LOS CANDIDATOS Durante la elección, la prensa internacional divulgará una lista de probables candidatos. Será un ejercicio interesante pero fútil. Hay demasiados huecos en sus historiales públicos y en los detalles de sus caracteres y carreras eclesiásticas para que la apuesta tenga algún sentido.

En la Compañía de Jesús existe una práctica interesante. Cuando expira el mandato del superior de la orden, se pide a sus colegas que diseñen por escrito el retrato del hombre que debería reemplazarlo. Es una idea útil. De esa manera, el superior que se retira recibe una crítica de su actuación y el elegido, una declaración de qué se espera de él. En una ocasión reciente, ese tipo de exigencias hizo que un jesuita comentase esto: "Lo que buscan es a Jesucristo en un día de sol radiante".

El secreto y la mitología que rodean la elección de un papa añaden aún más importancia a la designación. El título más audaz de entre los que asume el pontífice es el de Vicario de Cristo.

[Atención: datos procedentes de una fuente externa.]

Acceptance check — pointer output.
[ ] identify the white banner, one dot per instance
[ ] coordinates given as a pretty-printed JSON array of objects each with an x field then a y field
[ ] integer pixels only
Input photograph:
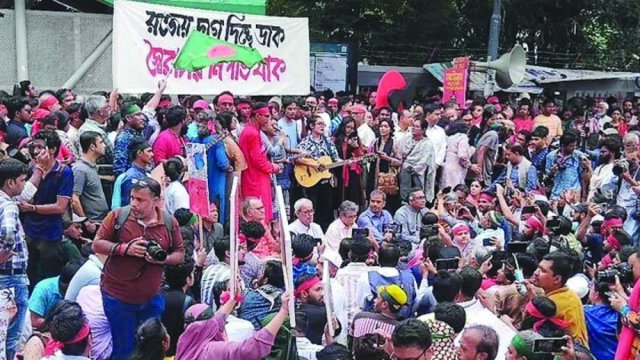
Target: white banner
[{"x": 147, "y": 39}]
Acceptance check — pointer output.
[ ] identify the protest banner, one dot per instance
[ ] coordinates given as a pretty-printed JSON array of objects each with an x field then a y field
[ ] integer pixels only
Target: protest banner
[
  {"x": 7, "y": 312},
  {"x": 147, "y": 39},
  {"x": 234, "y": 203},
  {"x": 287, "y": 253},
  {"x": 197, "y": 186},
  {"x": 455, "y": 82}
]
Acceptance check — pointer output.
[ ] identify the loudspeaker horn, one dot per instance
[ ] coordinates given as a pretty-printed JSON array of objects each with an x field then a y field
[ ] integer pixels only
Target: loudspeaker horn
[{"x": 509, "y": 67}]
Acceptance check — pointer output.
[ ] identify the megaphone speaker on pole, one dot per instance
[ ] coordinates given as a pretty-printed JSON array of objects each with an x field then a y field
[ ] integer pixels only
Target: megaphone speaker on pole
[{"x": 509, "y": 67}]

El título al que se da menos énfasis es el de Servidor de los Siervos de Dios.

LISTA DE DESEOS Todo ello conduce a que podamos enumerar una lista de deseos capaz de resumir lo que quieren los electores y las necesidades que resultan más urgentes para la Iglesia, que hoy en día es una comunidad dividida y desalentada.

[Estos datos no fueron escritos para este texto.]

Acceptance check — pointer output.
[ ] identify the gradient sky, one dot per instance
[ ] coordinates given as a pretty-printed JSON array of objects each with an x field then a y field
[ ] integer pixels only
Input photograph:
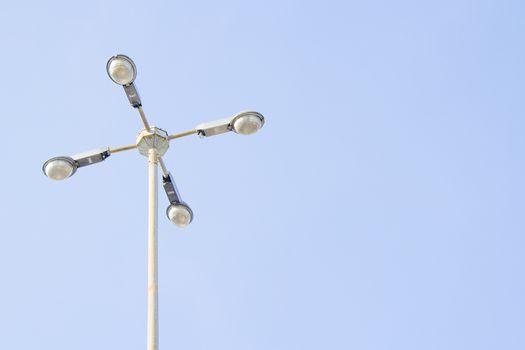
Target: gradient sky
[{"x": 381, "y": 207}]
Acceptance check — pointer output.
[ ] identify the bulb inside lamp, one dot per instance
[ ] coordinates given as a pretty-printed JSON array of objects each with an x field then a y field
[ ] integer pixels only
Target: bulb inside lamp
[
  {"x": 121, "y": 70},
  {"x": 180, "y": 215},
  {"x": 59, "y": 168},
  {"x": 247, "y": 123}
]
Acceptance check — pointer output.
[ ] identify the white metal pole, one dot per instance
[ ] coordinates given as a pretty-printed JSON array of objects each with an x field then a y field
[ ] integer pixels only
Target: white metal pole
[{"x": 153, "y": 307}]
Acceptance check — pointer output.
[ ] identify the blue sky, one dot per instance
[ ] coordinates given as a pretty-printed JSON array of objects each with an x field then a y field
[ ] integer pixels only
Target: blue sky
[{"x": 380, "y": 207}]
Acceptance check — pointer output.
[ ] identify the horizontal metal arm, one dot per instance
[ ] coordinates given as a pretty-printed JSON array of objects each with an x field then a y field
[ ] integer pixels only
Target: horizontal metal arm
[
  {"x": 171, "y": 189},
  {"x": 91, "y": 157},
  {"x": 182, "y": 134},
  {"x": 122, "y": 148}
]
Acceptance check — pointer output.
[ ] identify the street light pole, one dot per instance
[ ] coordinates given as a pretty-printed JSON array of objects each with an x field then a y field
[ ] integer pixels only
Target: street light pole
[
  {"x": 153, "y": 306},
  {"x": 153, "y": 143}
]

Una de las preguntas es qué edad debe tener el nuevo papa. Un pontífice joven y robusto puede durar demasiado. En ese caso, las arterias de la Iglesia se endurecen a la vez que las del Vicario de Cristo. El papa Pablo VI estableció una edad de jubilación para los cardenales y obispos. Parece que hay un buen número de razones para que se dicte una medida similar con el Sumo Pontífice. La llegada de la edad avanzada y de la enfermedad no crearían entonces una crisis constitucional para la Iglesia o una crisis de conciencia para un pontífice enfermo arrastrado por su celo o por su ambición por completar sus proyectos a toda costa.

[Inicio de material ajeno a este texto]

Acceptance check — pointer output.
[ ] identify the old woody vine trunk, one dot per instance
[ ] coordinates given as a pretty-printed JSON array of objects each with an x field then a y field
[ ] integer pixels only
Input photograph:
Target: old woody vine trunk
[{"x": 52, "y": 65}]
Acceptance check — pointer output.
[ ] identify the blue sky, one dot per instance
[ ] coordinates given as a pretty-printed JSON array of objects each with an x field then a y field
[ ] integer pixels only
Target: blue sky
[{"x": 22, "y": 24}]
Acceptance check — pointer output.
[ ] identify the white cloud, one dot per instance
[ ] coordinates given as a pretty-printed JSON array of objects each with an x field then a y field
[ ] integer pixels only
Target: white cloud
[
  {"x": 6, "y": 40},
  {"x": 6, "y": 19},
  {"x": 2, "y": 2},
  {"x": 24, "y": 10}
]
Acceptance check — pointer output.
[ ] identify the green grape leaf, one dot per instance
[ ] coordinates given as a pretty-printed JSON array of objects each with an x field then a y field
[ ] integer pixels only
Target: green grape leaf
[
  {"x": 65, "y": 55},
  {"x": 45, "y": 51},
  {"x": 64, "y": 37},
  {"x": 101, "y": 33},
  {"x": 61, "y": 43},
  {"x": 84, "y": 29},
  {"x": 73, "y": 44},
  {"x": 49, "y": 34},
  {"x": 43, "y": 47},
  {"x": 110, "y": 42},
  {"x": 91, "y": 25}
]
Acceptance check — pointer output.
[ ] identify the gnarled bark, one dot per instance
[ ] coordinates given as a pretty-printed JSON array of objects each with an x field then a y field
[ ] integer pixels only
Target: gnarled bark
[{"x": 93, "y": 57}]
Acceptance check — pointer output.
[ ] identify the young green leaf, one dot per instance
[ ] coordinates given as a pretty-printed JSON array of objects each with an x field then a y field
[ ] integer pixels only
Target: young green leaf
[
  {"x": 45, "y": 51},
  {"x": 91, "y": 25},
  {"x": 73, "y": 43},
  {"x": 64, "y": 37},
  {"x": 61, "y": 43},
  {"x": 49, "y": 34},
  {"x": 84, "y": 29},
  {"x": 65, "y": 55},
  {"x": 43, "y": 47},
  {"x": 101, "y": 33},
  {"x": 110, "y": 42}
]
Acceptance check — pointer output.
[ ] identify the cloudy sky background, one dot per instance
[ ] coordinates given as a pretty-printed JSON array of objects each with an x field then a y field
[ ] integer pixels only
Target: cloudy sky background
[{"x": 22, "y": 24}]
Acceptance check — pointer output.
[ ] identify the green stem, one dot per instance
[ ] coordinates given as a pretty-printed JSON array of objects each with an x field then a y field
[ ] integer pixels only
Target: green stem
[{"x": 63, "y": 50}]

Otra pregunta: ¿de qué nacionalidad debe ser el papa? La respuesta debería ser fácil. La nacionalidad no parece ser importante. Se requiere un hombre universal para una Iglesia universal. Pero eso no es enteramente cierto. El papa es elegido primero como obispo de Roma. Todo lo demás surge de esa circunstancia. Los romanos, con razón, tienen derecho a reclamar un papa oriundo de Italia, como ha ocurrido durante siglos. Si él no puede hablar su idioma no lo respetarán, sin importar sus virtudes. Si no puede enfrentarse a sus sutilezas y entender su historia y la de su propio cargo será manipulado sin rubor alguno. Incluso si es italiano, no tendrán escrúpulos en aprovecharse de él siempre que tengan ocasión.